J'avais reçu, pendant cette affaire, un billet de madame la duchesse de Berry qui me nommait membre d'un gouvernement secret, qu'elle établissait en qualité de régente de France. Je profitai de cette occasion pour écrire à la princesse la lettre suivante[358]:
«Madame,
«C'est avec la plus profonde reconnaissance que j'ai reçu le témoignage de confiance et d'estime dont vous avez bien voulu m'honorer; il impose à ma fidélité le devoir de redoubler de zèle, en mettant toujours sous les yeux de Votre Altesse Royale ce qui me paraîtra la vérité.
«Je parlerai d'abord des prétendues conspirations dont le bruit sera peut-être parvenu jusqu'à Votre Altesse Royale. On affirme qu'elles ont été fabriquées ou provoquées par la police. Laissant de côté le fait, et sans insister sur ce que les conspirations (vraies ou fausses) ont en elles-mêmes de répréhensible, je me contenterai de remarquer que notre caractère national est à la fois trop léger et trop franc pour réussir à de pareilles besognes. Aussi, depuis quarante années, ces sortes d'entreprises coupables ont-elles constamment échoué. Rien de plus ordinaire que d'entendre un Français se vanter publiquement d'être d'un complot; il en raconte tout le détail, sans oublier le jour, le lieu et l'heure, à quelque espion qu'il prend pour un confrère; il dit tout haut, ou plutôt il crie aux passants: «Nous avons quarante mille hommes bien comptés, nous avons soixante mille cartouches, telle rue, numéro tant, dans la maison qui fait le coin.» Et puis ce Catilina va danser et rire.
«Les sociétés secrètes ont seules une longue portée, parce qu'elles procèdent par révolutions et non par conspirations; elles visent à changer les doctrines, les idées et les mœurs, avant de changer les hommes et les choses; leurs progrès sont lents, mais les résultats certains.

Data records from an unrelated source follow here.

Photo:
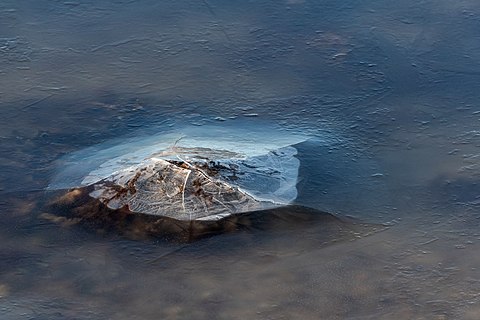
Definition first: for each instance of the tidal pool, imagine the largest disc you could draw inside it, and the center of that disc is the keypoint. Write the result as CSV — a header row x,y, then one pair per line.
x,y
385,222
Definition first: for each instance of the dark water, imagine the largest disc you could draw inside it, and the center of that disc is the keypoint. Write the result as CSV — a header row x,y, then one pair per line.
x,y
395,83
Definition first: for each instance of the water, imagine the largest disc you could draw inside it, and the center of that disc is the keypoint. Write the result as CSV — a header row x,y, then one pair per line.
x,y
395,82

La publicité de la pensée détruira l'influence des sociétés secrètes; c'est l'opinion publique qui maintenant opérera en France ce que les congrégations occultes accomplissent chez les peuples non encore émancipés.
«Les départements de l'Ouest et du Midi, qu'on a l'air de vouloir pousser à bout par l'arbitraire et la violence, conservent cet esprit de fidélité qui distingua les antiques mœurs; mais cette moitié de la France ne conspirera jamais, dans le sens étroit de ce mot: c'est une espèce de camp au repos sous les armes. Admirable comme réserve de la légitimité, elle serait insuffisante comme avant-garde et ne prendrait jamais avec succès l'offensive. La civilisation a fait trop de progrès pour qu'il éclate une de ces guerres intestines à grands résultats, ressource et fléau des siècles à la fois plus chrétiens et moins éclairés.
«Ce qui existe en France n'est point une monarchie, c'est une république; à la vérité, du plus mauvais aloi. Cette république est plastronnée d'une royauté qui reçoit les coups et les empêche de porter sur le gouvernement même.
«De plus, si la légitimité est une force considérable, l'élection est aussi un pouvoir prépondérant, même lorsqu'elle n'est que fictive, surtout en ce pays où l'on ne vit que de vanité: la passion française, l'égalité, est flattée par l'élection.